Saturday, April 21, 2012
Are You A Creep? (UPDATED)
Jezebel has a great article by Hugo Schwyzer about "creep-shaming." This is only one part of an expanding online discussion on the subject and is fantastically enlightening.
First, before going any further, let it be said that creep-shaming is total nonsense. It's yet another game for men's-righters to play, and as we all know, they are essentially a hate group. I will admit, though, that it would sting much more if someone called me a creep than any other particular name. Why that is is worth addressing.
If I call a black man an asshole, that's behavioral. But if I call him a "nigger," that is qualitative. Ignoring the fact that racial epithets have buckets more emotional baggage than simply a qualitative insult, and as such add to sting, there is nothing that a black man can do about being black, and I am insinuating that this fact makes him less-than.
I think that creep is the same thing. It's not just that "creep" communicates the mental state of a woman, but that it qualitatively jabs the man. A man who is an "asshole" simply knows to stop acting like an asshole, because the statement is generally about behavior. But "creep" is not something where a man can simply stop acting in a particular way. He is a creep.
They hit on something very important in the other articles, and that is the reason why the word "creep" is qualitative. It's because unlike "asshole," which has pretty well-defined behavioral patterns attached to it, "creep" does not. As such, the men who are called creeps may not even fully understand why, and thus, it becomes something they are as opposed to something that they do. In an absence of understanding, it's not surprising that many men become angry.
That doesn't mean that quantifying the behavior is entirely impossible. I think it can be done (I think it has to do with those who copy the gross aspects of confident behavior and those who behave in a certain way because they are confident), but for the sake of this article, we won't try to do that.

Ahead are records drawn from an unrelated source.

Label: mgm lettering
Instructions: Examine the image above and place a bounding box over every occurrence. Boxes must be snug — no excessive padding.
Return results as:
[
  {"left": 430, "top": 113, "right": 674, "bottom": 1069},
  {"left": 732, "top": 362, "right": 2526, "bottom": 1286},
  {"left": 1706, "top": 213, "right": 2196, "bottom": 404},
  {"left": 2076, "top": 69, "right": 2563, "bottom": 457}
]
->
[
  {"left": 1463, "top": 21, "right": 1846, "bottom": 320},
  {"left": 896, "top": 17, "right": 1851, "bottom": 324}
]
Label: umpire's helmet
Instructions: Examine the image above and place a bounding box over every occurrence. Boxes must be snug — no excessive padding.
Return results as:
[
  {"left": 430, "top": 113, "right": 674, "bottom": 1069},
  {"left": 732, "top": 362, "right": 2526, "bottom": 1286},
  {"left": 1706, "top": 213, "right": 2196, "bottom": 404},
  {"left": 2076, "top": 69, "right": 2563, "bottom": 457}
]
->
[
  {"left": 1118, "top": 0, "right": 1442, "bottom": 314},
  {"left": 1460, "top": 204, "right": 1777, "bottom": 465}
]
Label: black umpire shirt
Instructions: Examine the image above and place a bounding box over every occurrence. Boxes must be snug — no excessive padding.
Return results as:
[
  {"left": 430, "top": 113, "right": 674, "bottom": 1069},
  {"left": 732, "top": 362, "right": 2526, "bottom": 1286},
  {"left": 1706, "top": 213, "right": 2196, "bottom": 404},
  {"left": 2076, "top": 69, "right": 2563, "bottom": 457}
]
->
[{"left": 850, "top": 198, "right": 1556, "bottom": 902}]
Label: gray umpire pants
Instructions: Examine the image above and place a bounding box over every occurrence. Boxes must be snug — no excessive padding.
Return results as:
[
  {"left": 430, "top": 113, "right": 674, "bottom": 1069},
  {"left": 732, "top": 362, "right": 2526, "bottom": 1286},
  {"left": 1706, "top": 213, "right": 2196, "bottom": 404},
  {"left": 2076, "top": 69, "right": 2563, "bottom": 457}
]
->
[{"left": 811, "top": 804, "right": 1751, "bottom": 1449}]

Moreover, men who are "creeps" are setting off warning bells with women. People are good at detecting micro-behaviors as a way to interpret someone else's mindset. Facial expression, body positioning, hand movements, eye contact: all of these things come into play in interactions not just for women, but for all of us. These are not things that are easily controlled, which is why when people go into an interaction with someone and try to be a particular way, it seems off. The gross behavior does not line up with the micro-behavior, and thus, we have a creep.
For men who don't want to be creeps, it requires more than behavioral changes, it requires a deep analysis of one's mindset at the beginning of an interaction. This is not easy, but the ease with which it can be done has nothing to do with men's anger. It is the fact that many of them aren't even aware that this is the case.
UPDATE:
A study has been released essentially confirming this. "Creeps" elicit a physiological response that literally gives people shivers.